■“残虐な動画”見るうちにエスカレート
このような動画は、見た人にどのような影響を与えるか。それを考えさせられる事件が起きた。
3月、埼玉県戸田市の中学校で男性教員が刃物で切りつけられ負傷する事件が起きた。殺人未遂容疑で現行犯逮捕されたのは、高校生の少年。少年は「誰でもいいから人を殺したかった」「“残虐な動画”を見ているうちにエスカレートした」などと供述。少年がどの動画を見ていたかは不明だが、事件前月、戸田市に隣接するさいたま市で切断された猫の死骸が相次いで見つかった事件への関与も認めているという。
重大事件の予兆として、動物を虐待するケースは少なくない。
犯罪心理学が専門の東洋大学の桐生正幸教授は、「動物への虐待が人間に向かうのは稀」だとして、こう述べる。
「ただし、動物への虐待行為が、先天的に自分の感情をコントロールできないなどの生物学的要因に加え、幼少期に親から虐待を受けるなどして精神的苦痛を抱えている動機の場合、エスカレートすることがあります。そして、動物では満足できなくなり、虐待することで性的な興奮に結びついたりするとブレーキが利かなくなり、対象が人間に向かうと考えられます」
“残虐な”シーンは、視聴者の心理にどのような影響を与えるのか。発達心理学が専門の法政大学の渡辺弥生教授によれば、暴力シーンや攻撃シーンを見ると攻撃的な行動が高まることは、1960年代から海外の研究でよく知られているという。

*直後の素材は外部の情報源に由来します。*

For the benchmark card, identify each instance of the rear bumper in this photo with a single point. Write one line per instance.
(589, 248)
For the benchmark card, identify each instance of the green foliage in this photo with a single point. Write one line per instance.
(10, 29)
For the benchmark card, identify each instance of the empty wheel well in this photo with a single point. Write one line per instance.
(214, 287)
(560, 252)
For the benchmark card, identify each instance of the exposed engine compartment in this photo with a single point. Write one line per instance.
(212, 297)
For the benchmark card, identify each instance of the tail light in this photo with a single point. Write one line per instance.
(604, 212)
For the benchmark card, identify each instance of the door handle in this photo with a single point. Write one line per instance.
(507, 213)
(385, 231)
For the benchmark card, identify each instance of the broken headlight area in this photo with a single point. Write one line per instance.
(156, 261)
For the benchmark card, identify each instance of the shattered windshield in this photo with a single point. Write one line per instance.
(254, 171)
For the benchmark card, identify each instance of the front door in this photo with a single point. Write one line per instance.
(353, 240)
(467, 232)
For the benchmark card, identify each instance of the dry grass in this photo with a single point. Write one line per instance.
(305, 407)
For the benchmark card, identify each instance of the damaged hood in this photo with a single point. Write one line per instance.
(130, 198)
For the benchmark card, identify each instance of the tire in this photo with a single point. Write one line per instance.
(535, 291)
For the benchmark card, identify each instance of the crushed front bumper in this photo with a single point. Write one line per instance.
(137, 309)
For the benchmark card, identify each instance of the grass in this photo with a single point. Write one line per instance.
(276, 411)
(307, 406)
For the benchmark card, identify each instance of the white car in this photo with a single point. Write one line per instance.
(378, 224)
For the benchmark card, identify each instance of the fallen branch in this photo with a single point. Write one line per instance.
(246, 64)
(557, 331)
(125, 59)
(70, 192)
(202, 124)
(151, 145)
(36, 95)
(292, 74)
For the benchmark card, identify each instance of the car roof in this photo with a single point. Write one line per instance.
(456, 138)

「『モデリング理論』と呼ばれるもので、人だけでなくアニメのキャラクターなどモデルとなる他者の行動を、観察し真似をしながら学んでいくというものです。例えば、暴力シーンで、モデルが動物に残酷な行為をしている場面を観察するだけで、同様の行動を真似る可能性が高くなります。ただし、これは攻撃行動だけではなく、思いやりの行動についても当てはまり、他人の行動を観察するだけで学ぶことができるという考えです」
さらに、暴力シーンが攻撃行動を喚起する理論に焦点を当てると、ストレスとの関係も指摘されているという。嫌なことなどがあったりしてストレスを感じると、アドレナリンダやコルチゾンというホルモンが分泌されたり脳の扁桃体が興奮したりする。本来、人間が生きていくために必要なホルモンだが、慢性的に生理的に不安定な状態が続くと、自制心が揺らぎ、ネガティブな感情が喚起され攻撃的な行動に出る場合があるという。